Strange but True
Florence Nightingale’s period of greatest activity and achievement (1857-72) was exactly the period when she was bedridden, in an agony of pain, exhausted, depressed and apparently on the edge of death.

“The Great Serenifer”
For Nightingale, nursing was a practical imperative & a spiritual exercise, providing a nexus of body & soul that gave her the deepest satisfaction. It was, in her own words. “The great serenifer.”

Work for her was a passion a relaxant

When she was weary of arguing with the purveyor, writing letters to ministers, listening to the complaints of a nurse, or coping with the ego of a doctor, she found strength at the bed side. Nightingale did not believe that God wanted or intended men to suffer, and she was fiercely convinced that the job of a nurse was to relieve the physical suffering of others, not to save her own soul by tending the sick.

Nightingale the Nurse
To nurse was also to hold a hand, to look with love, to be their for the dying.

‘You ask me why I do not write something—- I think one’s feeling waste themselves in words, they ought all to be distilled into actions, which bring results.’

‘Let us each and all realize the importance of our influence on others — stand shoulder to shoulder and not alone in a a good cause.’

It may seem a strange principle to enunciate as the very first requirement in a Hospital that it should do the sick no harm

Let us be anxious to do well, not for selfish praise, but to honour and advance the cause, the work we have taken up (as nurses).

The very essence of all good organization is that everybody should do her (or his) work in, such a way as to help and not hinder every one else’s work.’

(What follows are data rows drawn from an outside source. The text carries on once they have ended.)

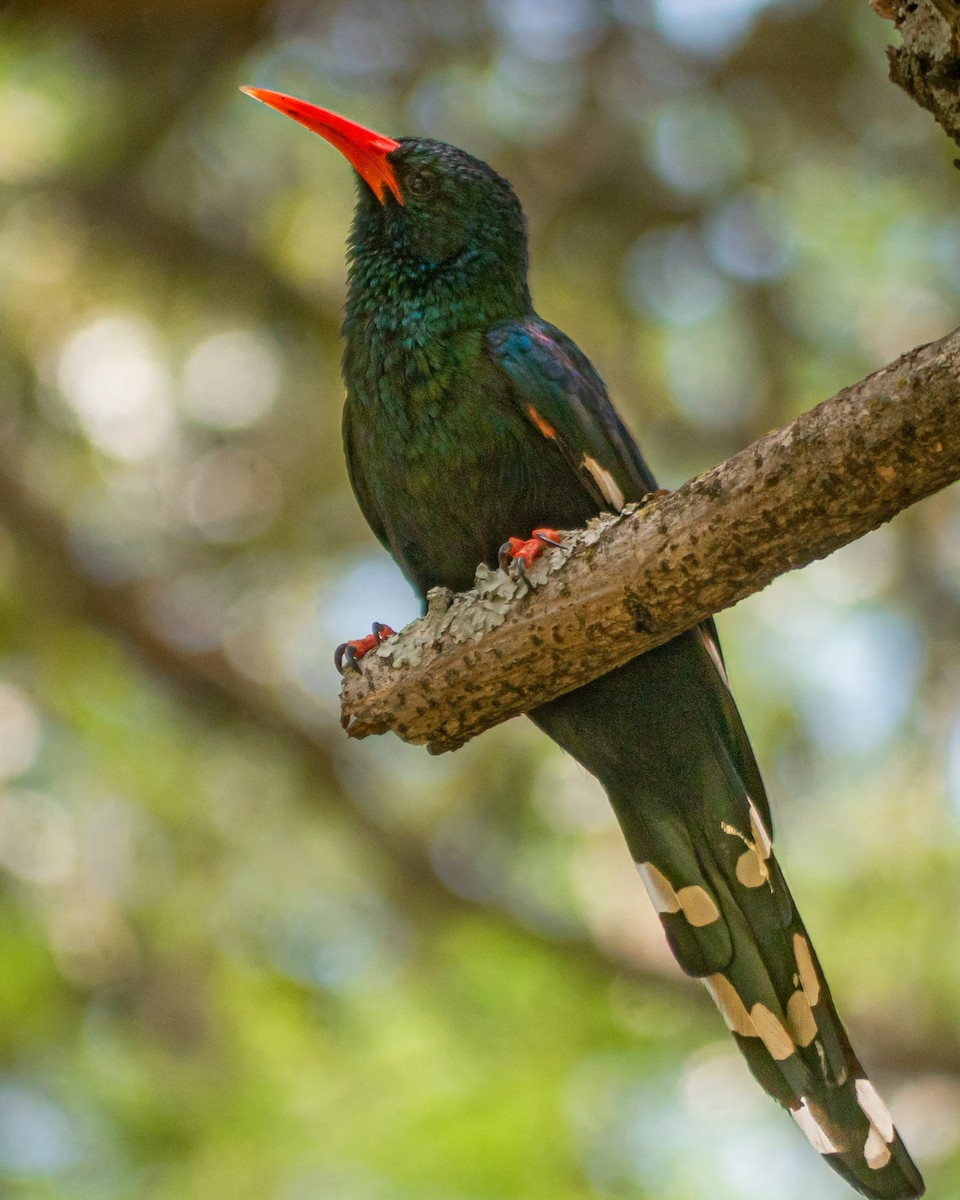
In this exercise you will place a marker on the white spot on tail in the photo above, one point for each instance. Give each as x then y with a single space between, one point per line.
809 977
876 1151
605 481
876 1111
732 1008
815 1134
697 905
659 888
773 1035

Nursing is an art; & if it is to be made an art, requires as exclusive a devotion, as hard a preparation as any painter’s or sculptor’s work; for what is the having to do with dead canvas or cold marble, compared with having to do with the living body—- the temple of gods spirit—- it is one of the fine arts. I have almost said, the finest of fine arts.

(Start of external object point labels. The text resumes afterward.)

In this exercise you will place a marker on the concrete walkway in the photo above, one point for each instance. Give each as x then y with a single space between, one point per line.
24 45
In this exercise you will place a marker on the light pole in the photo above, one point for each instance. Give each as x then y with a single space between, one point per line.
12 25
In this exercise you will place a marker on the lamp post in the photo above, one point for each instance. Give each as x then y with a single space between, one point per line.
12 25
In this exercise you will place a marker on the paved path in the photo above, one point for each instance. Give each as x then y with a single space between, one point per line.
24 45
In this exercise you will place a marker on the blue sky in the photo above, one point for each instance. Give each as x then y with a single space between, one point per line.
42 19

‘For us who nurse, our Nursing is a thing, which, unless in it we are making progress every year, every month, every week, take my word for it, we are going back.’

Let each founder train as many in her/his spirit as he/she can. Their pupils will in their turn be founder also.

‘Let whoever is Incharge keep this simple question in her head (not how can I always do this right thing myself) but how can I provide for this right thing to always be done.’

Asceticism is the trifling of an enthusiast with his power, a puerile coquetting with his selfishness or his vanity, in the absence of any sufficiently great object to employ the first or overcome the last [1857].

‘I CAN STAND OUT THE WAR WITH ANY MAN’

I stand at the alter of the murdered men, &, while I live, I fight their cause.[1856]

The honour does not lie in putting on Nursing like your uniform. Honour lies in loving perfection, consistency, and in working hard for it: in being ready to work patiently : ready to say not “How clever I am” but “I am not yet worthy; and I will live to deserve to be called a Trained Nurse

No man, not even a doctor, ever gives any other definition of what a nurse should be than this devoted and obedient. Would do just as well for a porter. It might even do for a horse. It would not do for a policeman[1859]

For what is Mysticism? Is it not the attempt to draw near to God, not by rites or ceremonies, but by inward disposition? Is it not merely a hard word for the Kingdom of Heaven is within? Heaven is neither a place not a time. [1873]

“Ingenuity and perseverance (and these really constitute the good nurse) night save more lives than we wot of.”

“But if you cannot get the habit of observation one way or another you had better give up being a nurse, for it is not your calling, however kind and anxious you may be.”